5522の眼

ゆうぜんの電子日記、2021年版です。

菊作り

2020-11-11 20:56:32 | Twitter

愛知県発表の11月11日分ゴロナ感染確認者は104人で、10日の129人に続き2日連続で100人超えだ。名古屋市52人、岡崎市8人、豊田市6人、他市町村38人である。

「丹精の菊みよと垣つくろはず」

久保田万太郎はこう詠ったが、最近は路地に入っても昔のように丹精した菊の花をみる機会がずいぶんへった。それでも菊の愛好家はけっこういるようだ。

昨日の中日新聞には、知多半島阿久比の菊花連合会が各地区で育てた菊を展示中だと出ている。展示された手作りの菊は九種、約二百五十点。恒例の「菊花展」に向け育ててきたものだが、コロナで中止になった代りに、町役場で展示することになったらしい。記事横の写真を見ると「大輪や小花、鮮やか250点」という見出しの通り、見事な「作品」ばかりだ。

「季語集」の坪内稔典先生は「菊」の項に、こんな面白いエピソードを載せている。

評論家の桑原武夫が、昭和21年の「第二芸術」という評論の中で「菊作りを芸術とは言わないように、俳句もまた芸術ではない。しいて芸術と言いたければ第二芸術と言うべきだ」と書いた。俳句は菊作りと同じだと断定したわけで、これには当時の俳人たちが強く反発したのだそうだ。

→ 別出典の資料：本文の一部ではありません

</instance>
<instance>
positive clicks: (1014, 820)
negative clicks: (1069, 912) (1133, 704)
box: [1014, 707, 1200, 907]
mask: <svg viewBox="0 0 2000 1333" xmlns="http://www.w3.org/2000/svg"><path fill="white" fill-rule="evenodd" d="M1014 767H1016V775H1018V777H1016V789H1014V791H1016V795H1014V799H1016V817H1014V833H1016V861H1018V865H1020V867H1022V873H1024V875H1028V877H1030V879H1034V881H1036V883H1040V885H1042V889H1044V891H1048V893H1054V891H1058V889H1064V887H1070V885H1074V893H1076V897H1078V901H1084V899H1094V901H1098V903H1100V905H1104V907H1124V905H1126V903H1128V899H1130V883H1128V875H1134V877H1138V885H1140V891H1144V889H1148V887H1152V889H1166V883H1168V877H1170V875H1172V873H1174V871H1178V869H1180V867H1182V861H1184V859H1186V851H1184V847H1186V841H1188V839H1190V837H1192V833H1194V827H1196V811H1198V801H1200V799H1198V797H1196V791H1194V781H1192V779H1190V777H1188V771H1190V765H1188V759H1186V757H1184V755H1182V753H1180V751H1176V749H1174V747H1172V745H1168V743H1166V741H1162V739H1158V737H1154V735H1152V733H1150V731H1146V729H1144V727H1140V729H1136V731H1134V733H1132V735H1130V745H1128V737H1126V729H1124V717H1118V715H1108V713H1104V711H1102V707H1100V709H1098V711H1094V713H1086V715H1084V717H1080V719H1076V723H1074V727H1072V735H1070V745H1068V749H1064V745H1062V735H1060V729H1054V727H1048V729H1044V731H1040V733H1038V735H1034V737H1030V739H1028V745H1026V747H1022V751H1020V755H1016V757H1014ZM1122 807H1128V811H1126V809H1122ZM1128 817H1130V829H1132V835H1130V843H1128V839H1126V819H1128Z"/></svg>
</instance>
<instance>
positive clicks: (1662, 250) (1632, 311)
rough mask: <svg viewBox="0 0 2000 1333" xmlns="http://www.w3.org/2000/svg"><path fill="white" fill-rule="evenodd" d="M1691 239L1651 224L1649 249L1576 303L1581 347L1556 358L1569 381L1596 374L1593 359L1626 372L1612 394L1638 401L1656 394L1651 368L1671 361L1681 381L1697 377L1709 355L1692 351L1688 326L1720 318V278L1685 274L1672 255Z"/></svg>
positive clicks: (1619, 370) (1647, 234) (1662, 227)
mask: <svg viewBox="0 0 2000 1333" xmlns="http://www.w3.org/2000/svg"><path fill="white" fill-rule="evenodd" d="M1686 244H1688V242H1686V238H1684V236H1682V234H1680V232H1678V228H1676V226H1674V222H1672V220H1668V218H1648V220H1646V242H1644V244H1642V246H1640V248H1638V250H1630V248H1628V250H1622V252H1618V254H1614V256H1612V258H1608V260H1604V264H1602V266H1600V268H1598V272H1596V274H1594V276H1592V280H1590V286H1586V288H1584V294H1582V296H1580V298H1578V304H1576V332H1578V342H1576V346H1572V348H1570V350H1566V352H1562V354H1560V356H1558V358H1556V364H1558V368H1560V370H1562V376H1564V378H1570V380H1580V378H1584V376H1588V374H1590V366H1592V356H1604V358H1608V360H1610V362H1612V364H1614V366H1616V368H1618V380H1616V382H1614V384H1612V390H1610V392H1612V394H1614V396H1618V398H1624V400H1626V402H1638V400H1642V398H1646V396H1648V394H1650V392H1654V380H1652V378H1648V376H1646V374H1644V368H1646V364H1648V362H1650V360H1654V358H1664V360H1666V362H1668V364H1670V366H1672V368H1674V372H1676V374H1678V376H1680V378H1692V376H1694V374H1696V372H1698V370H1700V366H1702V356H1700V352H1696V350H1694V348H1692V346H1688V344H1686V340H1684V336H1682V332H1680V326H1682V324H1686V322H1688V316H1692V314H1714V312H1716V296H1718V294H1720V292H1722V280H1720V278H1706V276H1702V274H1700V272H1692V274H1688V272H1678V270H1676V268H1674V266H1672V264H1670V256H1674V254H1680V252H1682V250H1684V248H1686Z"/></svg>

現代俳人の坪内先生としても、こう指摘れてはイイ気はしなかろう。菊づくりを褒めることで桑原に反論を試みている。

曰く「今になって思えば、菊作りもすごい。花が咲く僅かな期間のために知恵や技術や情熱の一切を注ぐのだから。菊作りは芸術という無償の行為そのものだと言ってよい」

菊作りが芸術ならば菊作りのようだという俳句も芸術に違いなかろうと言うわけである。

しかし自分としては、日本伝統の職人芸的なこだわりが菊作りの真骨頂であって、どこかスノッブな響きのある芸術だとは断定しきれない。俳句も同じで、和歌のスノッブとは対極にある庶民の想いや視点を詠うものではないのかと、桑原に賛同したい気持ちもあるのだが、まあ、どちらでもよかろう。坪内先生が載せた五十嵐播水のこの句で終わろう。